Commenting on the latest survey findings, Richard Ramsey, Chief Economist Northern Ireland, Ulster Bank, said:
"March brought the first quarter of the year to an end and in many respects it was a better three-month period than had been expected. However, the data from the March PMIs suggests that the private sector has come off the boil across Europe, including in the UK and Northern Ireland. The Beast from the East has clearly had an impact on activity in areas including construction and manufacturing and has also caused disruption to supply chains. Almost all regions of the UK experienced a slowdown last month, driven at least in part by the weather conditions, with Northern Ireland output and new orders easing to eight-month and 17-month lows respectively, with the services sector the worst hit. However, the one-off weather factor makes it difficult to ascertain to what extent this is a blip that will be reversed in April or something more fundamental.
"On a positive note, the pace of job-creation accelerated, as did export orders, with the latter buoyed up by the positive tailwinds coming from the Republic of Ireland, one of the fastest growing economies in Europe. Inflationary pressures also eased outside of retail but remain elevated, with high staff costs and sterling weakness as factors. Respondents also cited the higher cost of steel as a component in the inflationary pressures, in part due to high global demand. With steel and other raw materials being a target for tariffs, this trend could well continue and economies around the world will not want to see an escalation in the opening shots of a trade war.
"Interestingly, firms remain relatively optimistic about the year ahead, albeit that Northern Ireland's private sector is the least optimistic of all the UK regions for the third month running. Political uncertainty though is one risk firms have cited that could hamper growth prospects in the months ahead."
The main findings of the March survey were as follows:
- The headline seasonally adjusted Business Activity Index dropped for the second month running in March, down to 53.2 from 56.3 in February.
- The latest reading signalled a solid monthly increase in output, albeit one that was the slowest since July 2017.
- Growth slowed across each of the four sectors covered by the survey.
- Where activity increased, panellists linked this to higher new orders. That said, there were some reports of a softening of demand.
- This softening of demand was evident with regards to new orders, which increased only slightly and at the weakest pace in the current 17-month sequence of growth.

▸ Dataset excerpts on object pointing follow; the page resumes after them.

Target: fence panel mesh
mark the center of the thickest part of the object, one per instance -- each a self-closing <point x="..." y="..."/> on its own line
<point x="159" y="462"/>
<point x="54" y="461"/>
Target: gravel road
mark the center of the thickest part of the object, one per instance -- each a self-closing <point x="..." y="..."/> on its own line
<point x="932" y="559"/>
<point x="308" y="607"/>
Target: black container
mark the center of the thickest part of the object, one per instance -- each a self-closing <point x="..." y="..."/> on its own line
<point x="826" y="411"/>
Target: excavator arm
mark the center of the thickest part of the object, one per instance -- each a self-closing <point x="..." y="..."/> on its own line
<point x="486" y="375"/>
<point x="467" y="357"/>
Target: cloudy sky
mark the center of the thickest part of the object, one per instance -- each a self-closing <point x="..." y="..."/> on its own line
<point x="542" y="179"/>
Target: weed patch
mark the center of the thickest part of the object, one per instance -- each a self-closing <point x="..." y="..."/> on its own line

- In contrast to the trend in total new orders, new export business increased at a marked and accelerated pace.
- Staffing levels increased at a solid pace in March, and one that was faster than in February. Panellists reportedly raised workforce numbers in response to higher new orders and to help boost operating capacity.
- Northern Ireland companies continued to record strong rises in input costs during March, despite the rate of inflation easing to the weakest in 2018 so far. Higher staff costs were mentioned by a number of respondents, while sterling weakness contributed to higher prices for raw materials.
- Output prices also increased at a sharp, but reduced pace, with companies often passing on increased input costs to their clients.
- Companies remain confident that output will increase over the coming year, with sentiment broadly unchanged from February.